Enfin, dernier élément notable dans l’analyse de ces résultats : les réseaux sociaux suscitent nettement plus de sentiments négatifs chez les jeunes qui se déclarent mal dans leur peau (52% vs 21% seulement chez les jeunes qui se déclarent globalement bien dans leur peau). Ils sont notamment quatre sur dix à déclarer que les images qu’ils voient sur les réseaux sociaux font naître chez eux des complexes, voire un sentiment d’infériorité (40% contre 11% seulement des jeunes qui se disent bien dans leur peau). Ils sont aussi 17% à ressentir de la jalousie face à ces images, soit 10 points de plus que les jeunes bien dans leur peau. Où est la poule et où est l’œuf ? On peut a minima émettre l’hypothèse d’un cercle vicieux, les réseaux sociaux n’aidant sans doute pas à se sentir mieux dans sa peau.
L’influence des réseaux sociaux sur les jeunes et leur perception de leur propre apparence est telle que près d’un jeune de 18 à 25 ans sur deux admet vouloir perdre du poids après avoir vu de jolies photos de personnes de son entourage ou de stars / d’influenceurs sur les réseaux sociaux. Ils sont en effet 47% à déclarer qu’il leur arrive de faire très attention à ce qu’ils mangent ou à faire beaucoup de sport dans l’optique de perdre du poids, après avoir été exposés à de telles images sur les réseaux sociaux. Si les jeunes femmes semblent un peu plus enclines que les jeunes hommes à vouloir maigrir, le différentiel est cette fois assez faible (49% contre 44% des jeunes hommes). En revanche, on retrouve cette plus grande sensibilité des jeunes cadres aux réseaux sociaux (qui se double peut-être d’une plus grande sensibilité à la minceur de manière générale) car ils sont 59% à répondre par l’affirmative à cette question.

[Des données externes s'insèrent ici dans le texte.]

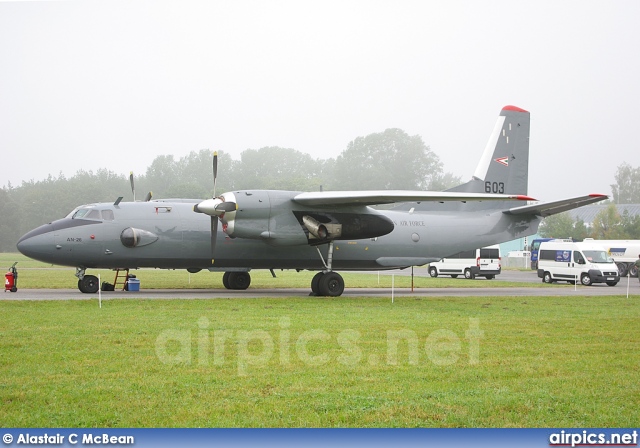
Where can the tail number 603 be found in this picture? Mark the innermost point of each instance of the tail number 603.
(494, 187)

Enfin, plus de deux jeunes sur 10 reconnaissent qu’ils pourraient même se tourner vers la chirurgie esthétique dans les années à venir (ou qu’ils s’y sont déjà tournés). Une part plus importante de jeunes femmes font cette confession (24% contre 18% tout de même des jeunes hommes). Tout comme une proportion nettement plus importante de jeunes cadres (40%).
Une demande de répit ?
Si la société semble plus ouverte à l’affirmation des différences, pour autant, les jeunes peinent à se sentir réellement bien dans leur peau. En apparence, tout semble aller bien puisque ce sont les trois quarts des jeunes interrogés (77%) qui répondent oui à la question « Globalement, diriez-vous que vous êtes bien dans votre peau ? ». Mais dans le détail, moins d’un quart d’entre eux affirment être « tout à fait » à l’aise dans leur peau (24%). Et 22% affirment même être mal dans leur peau. Les jeunes femmes sont presque deux fois plus nombreuses à exprimer ce mal-être que les jeunes hommes (29% contre 16%). On a vu précédemment qu’elles étaient globalement plus vulnérables et sensibles aux réseaux sociaux qui contribuent probablement à ce mal-être puisqu’ils suscitent complexes et sentiment d’infériorité.

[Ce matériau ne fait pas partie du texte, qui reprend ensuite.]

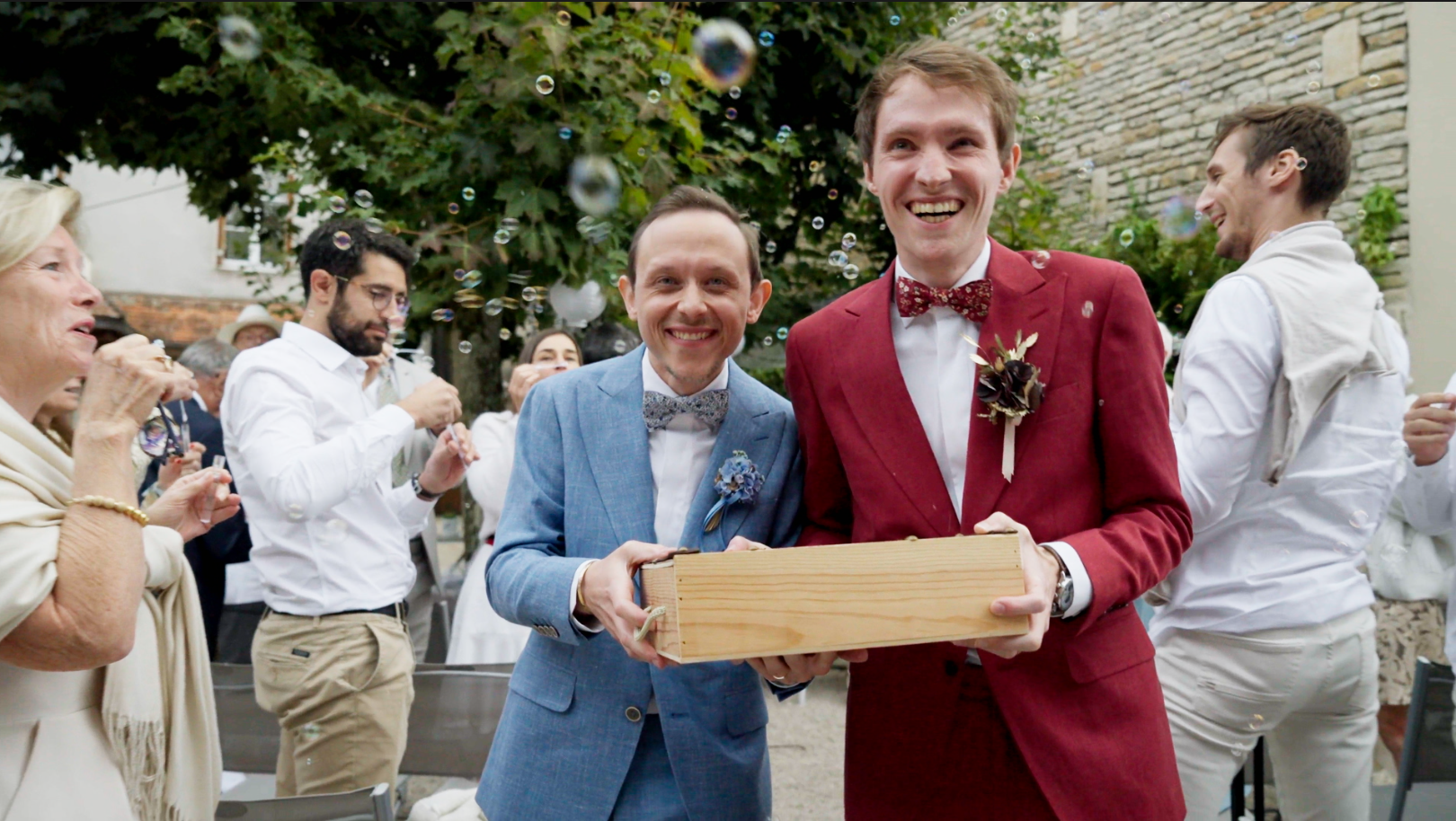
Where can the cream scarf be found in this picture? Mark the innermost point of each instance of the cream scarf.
(157, 703)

Ce malaise et le manque de confiance en soi qui en découle constituent-t-ils la potentielle cause d’une séduction plus complexe ? En tout état de cause, on observe que malgré l’essor de nombreuses solutions, notamment digitales, les jeunes d’aujourd’hui sont une majorité relative à considérer que, par rapport aux précédentes générations, il est plus difficile pour les jeunes de séduire : ils sont en effet 37% à le penser contre 27% seulement qui pensent que c’est plus facile (35% estimant que ce n’est plus facile ni plus difficile). Ce constat apparaît d’autant plus marqué chez les jeunes hommes qui sont 42% à estimer qu’il est plus difficile de séduire aujourd’hui que pour leurs aînés, soit 10 points de plus que les jeunes femmes (32%). L’ère post-#MeToo n’est sans doute pas étrangère à ce sentiment et témoigne d’un malaise grandissant chez les jeunes hommes.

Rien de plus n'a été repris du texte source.